Les exemplaires répertoriés :
-La commode Brownlow (Christie’s à Londres le 13 mars 1929, lot 83), le pendant de notre commode, en marqueterie en première partie ; même ornementation de bronze doré ; avec un plateau en marbre veiné ceint d’une bordure en bronze doré. La description de commode n°1113 de la vente Crozat de Thiers peut correspondre à cette commode ; (fig. 11)
-La commode Rosebery (Sotheby’s Londres, le 17 avril 1964, lot 27) puis galerie Aveline : structure identique, en première partie et encadrement d’amarante, décor différent ; (fig. 12)

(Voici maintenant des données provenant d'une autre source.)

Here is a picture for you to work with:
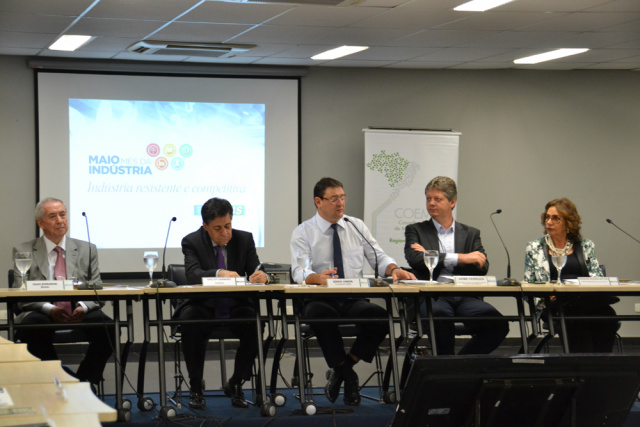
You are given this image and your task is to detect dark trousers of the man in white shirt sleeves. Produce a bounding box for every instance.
[304,298,389,368]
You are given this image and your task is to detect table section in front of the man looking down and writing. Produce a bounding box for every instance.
[138,284,284,418]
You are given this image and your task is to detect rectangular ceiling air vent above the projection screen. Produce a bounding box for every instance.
[127,40,256,58]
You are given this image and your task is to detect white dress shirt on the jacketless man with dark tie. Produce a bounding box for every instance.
[290,213,396,283]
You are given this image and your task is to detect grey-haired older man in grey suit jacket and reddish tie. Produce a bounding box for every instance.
[13,198,114,384]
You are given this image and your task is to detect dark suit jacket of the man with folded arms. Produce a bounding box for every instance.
[404,219,489,280]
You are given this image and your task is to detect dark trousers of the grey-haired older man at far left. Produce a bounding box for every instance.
[16,310,115,384]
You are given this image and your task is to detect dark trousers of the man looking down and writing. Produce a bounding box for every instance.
[179,304,262,390]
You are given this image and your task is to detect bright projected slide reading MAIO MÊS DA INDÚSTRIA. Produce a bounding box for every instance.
[69,99,265,248]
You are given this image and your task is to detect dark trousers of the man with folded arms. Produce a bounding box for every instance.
[420,297,509,355]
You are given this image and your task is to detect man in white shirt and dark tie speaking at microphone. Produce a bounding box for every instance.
[290,178,415,405]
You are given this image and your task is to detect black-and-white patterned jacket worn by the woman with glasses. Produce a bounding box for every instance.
[524,237,603,283]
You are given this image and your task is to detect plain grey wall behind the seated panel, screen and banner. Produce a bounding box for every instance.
[0,56,640,336]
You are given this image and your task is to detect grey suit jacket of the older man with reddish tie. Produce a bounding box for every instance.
[12,236,104,322]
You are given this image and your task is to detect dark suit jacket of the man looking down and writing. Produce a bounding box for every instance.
[174,227,260,316]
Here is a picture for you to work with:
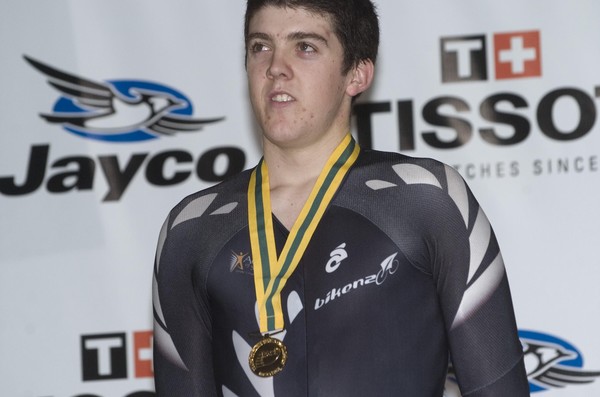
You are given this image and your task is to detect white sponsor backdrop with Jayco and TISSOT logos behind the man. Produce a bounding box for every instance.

-la paire de commodes Hamilton, provenant de la collection du duc de Hamilton, vente les 17 et 19 juin 1882, lots 1282 et 1283, puis collection Mc Ilhenny, aujourd’hui conservée au Philadelphie Museum of Art (inv. 1986-26-82 et 83) : en marqueterie, première et contre-partie, même décor feuillagés ; (fig. 13)
-la commode Hodgkins, reproduite dans Feulner, Berlin, 1927, p.351
-la commode Ganay, vente à Paris, les 8-10 mai 1922, lot 255, en placage d’ébène et transformée.
-la paire de commodes de la collection Wallace à Londres, en marqueterie en première partie, réalisées vers 1850 (inv. F403-4)
-la paire de commodes Westminster, vente Christie’s Londres, le 12 mars 1925, lot 104
-la commode de Pauw (vente Sotheby’s Monaco, le lot 624) autrefois galerie Aveline entièrement en marqueterie de fleurs et bois de rapport ; (fig. 14).